Ora, va detto con chiarezza che vedere il rabbino Kaplan all’opera era uno spettacolo.

Uno: capitava che la velocità e la densità del ragionamento cambiassero all’istante, fondendosi in un singolare spazio-tempo.

Due: per chi lo conosceva bene, era palpabile l’esistenza del punto d’arrivo fin dal primo momento. Non che gli altri lo vedessero, ma c’era.

Tre: uomo solitamente pacato, quando si accalorava gesticolava in modo quasi comico.

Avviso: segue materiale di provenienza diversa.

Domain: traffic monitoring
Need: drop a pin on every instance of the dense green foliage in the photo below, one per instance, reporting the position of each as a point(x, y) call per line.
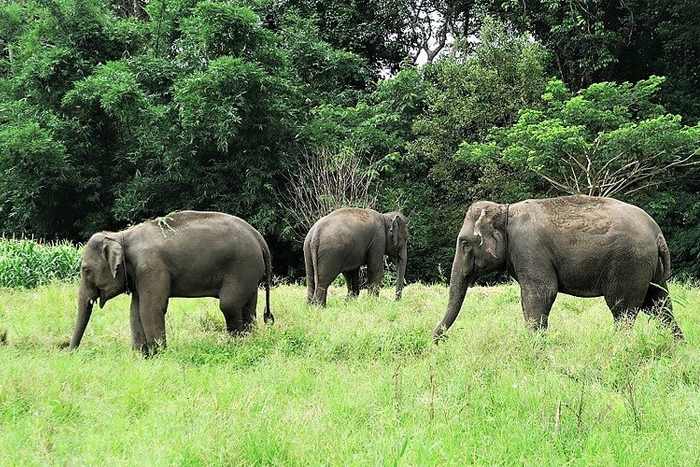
point(113, 112)
point(357, 383)
point(26, 263)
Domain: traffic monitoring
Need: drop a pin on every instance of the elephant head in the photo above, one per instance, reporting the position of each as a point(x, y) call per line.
point(481, 248)
point(396, 241)
point(102, 275)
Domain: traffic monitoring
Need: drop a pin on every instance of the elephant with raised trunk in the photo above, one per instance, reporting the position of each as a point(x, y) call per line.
point(348, 238)
point(185, 254)
point(579, 245)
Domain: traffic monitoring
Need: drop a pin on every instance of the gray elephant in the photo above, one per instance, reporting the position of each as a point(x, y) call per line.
point(578, 245)
point(185, 254)
point(348, 238)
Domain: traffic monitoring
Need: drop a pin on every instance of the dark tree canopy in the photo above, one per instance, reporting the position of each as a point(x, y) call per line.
point(112, 112)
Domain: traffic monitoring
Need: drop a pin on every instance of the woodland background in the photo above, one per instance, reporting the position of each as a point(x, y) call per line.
point(113, 112)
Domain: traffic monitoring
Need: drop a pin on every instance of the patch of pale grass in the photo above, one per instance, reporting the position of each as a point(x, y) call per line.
point(358, 382)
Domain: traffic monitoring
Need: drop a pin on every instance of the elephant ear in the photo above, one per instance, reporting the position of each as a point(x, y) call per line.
point(397, 224)
point(113, 253)
point(488, 235)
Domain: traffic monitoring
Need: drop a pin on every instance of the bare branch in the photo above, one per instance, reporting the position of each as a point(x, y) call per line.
point(323, 181)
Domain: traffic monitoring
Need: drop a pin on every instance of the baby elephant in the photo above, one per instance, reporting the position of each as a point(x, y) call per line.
point(348, 238)
point(185, 254)
point(578, 245)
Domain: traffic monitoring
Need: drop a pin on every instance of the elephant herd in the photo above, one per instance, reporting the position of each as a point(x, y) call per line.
point(578, 245)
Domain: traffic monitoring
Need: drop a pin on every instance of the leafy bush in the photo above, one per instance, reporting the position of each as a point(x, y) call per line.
point(26, 263)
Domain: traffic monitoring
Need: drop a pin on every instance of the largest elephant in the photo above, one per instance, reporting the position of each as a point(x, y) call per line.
point(579, 245)
point(185, 254)
point(348, 238)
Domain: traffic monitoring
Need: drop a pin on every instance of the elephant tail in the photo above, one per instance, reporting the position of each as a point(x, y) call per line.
point(664, 258)
point(267, 257)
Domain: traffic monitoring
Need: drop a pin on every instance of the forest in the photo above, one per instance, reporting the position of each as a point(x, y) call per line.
point(113, 112)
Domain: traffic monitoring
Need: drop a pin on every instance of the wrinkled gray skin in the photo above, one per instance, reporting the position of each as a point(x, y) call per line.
point(186, 254)
point(578, 245)
point(348, 238)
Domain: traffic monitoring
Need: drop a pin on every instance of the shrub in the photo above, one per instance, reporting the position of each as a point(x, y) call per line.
point(27, 263)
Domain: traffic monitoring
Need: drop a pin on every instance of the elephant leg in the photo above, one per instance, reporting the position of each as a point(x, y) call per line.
point(537, 298)
point(232, 307)
point(352, 280)
point(152, 309)
point(310, 282)
point(321, 295)
point(249, 312)
point(375, 271)
point(624, 301)
point(658, 303)
point(138, 337)
point(153, 292)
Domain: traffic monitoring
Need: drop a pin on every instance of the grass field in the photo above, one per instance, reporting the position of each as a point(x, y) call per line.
point(358, 383)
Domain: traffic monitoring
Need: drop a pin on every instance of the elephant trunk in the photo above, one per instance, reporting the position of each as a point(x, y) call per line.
point(401, 271)
point(458, 289)
point(85, 303)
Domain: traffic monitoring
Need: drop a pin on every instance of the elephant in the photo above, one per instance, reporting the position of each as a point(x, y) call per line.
point(348, 238)
point(578, 245)
point(184, 254)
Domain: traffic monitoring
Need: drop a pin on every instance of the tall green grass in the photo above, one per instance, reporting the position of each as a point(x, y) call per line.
point(357, 383)
point(27, 263)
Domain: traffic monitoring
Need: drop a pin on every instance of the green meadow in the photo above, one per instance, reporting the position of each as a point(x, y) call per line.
point(357, 383)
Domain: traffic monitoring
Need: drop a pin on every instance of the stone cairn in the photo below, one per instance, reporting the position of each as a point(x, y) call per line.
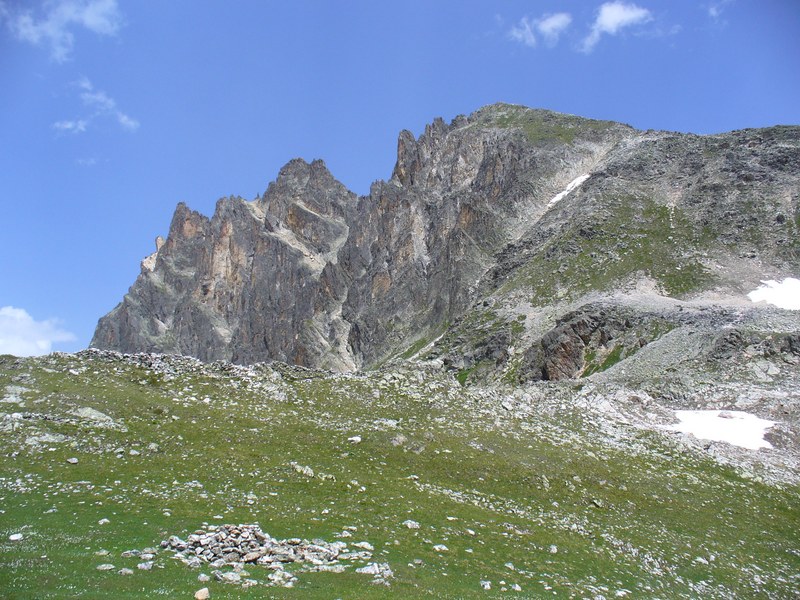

Quattro: guardava solo di rado negli occhi, mentre argomentava; e non per timidezza o altro, no no: era come se visualizzasse i concetti, come se oggetti noti a lui solo e solo a lui visibili, dalle forme più strane e mirabolanti, si materializzassero man mano davanti ai suoi occhi. Si potrebbe dire che ragionava per immagini, o che i concetti gli si presentassero sotto forma di immagini, ecco.

Quinto: pacato, sì, ma aveva un’innata tendenza all’esagerazione: lo vedremo.

Sesto: c’era da fidarsi.

Settimo: tendeva a parlare troppo, talvolta, ma glielo si perdonava.

Procediamo.


“A ogni modo, oggi arrivi qui con un quesito e questo quesito è come se ti bruciasse dentro, credo – mi hai chiamato apposta ieri l’altro per anticiparmelo a caldo (la destra mima la cornetta del telefono). A quanto ho capito sei capitato in una situazione in cui quello che credi giusto ha cozzato – è così? (occhi negli occhi con Jacob, lo sguardo seriamente interrogativo) – con quanto ti sei trovato a vivere, nel clima che stai respirando al lavoro, coi colleghi. E questo contrasto, questa sorta di contraddizione non ti fa sentire in equilibrio; ti rode, si potrebbe forse dire (la mano destra come fosse una trivella, come a scavare – esagerato, appunto – nella nuda terra). 

Allora farei in questo modo: cerchiamo in uno dei testi della nostra tradizione un aiuto, una guida (grande sorriso stampato sul viso, occhi verso Jacob). La vita ogni tanto sembra uscire dai binari, ed è proprio in quel momento che dobbiamo tentare di reagire. Possiamo anche non farlo, certo, ma questo in genere non migliora le cose. Sorrido, Jacob, perché so che è così…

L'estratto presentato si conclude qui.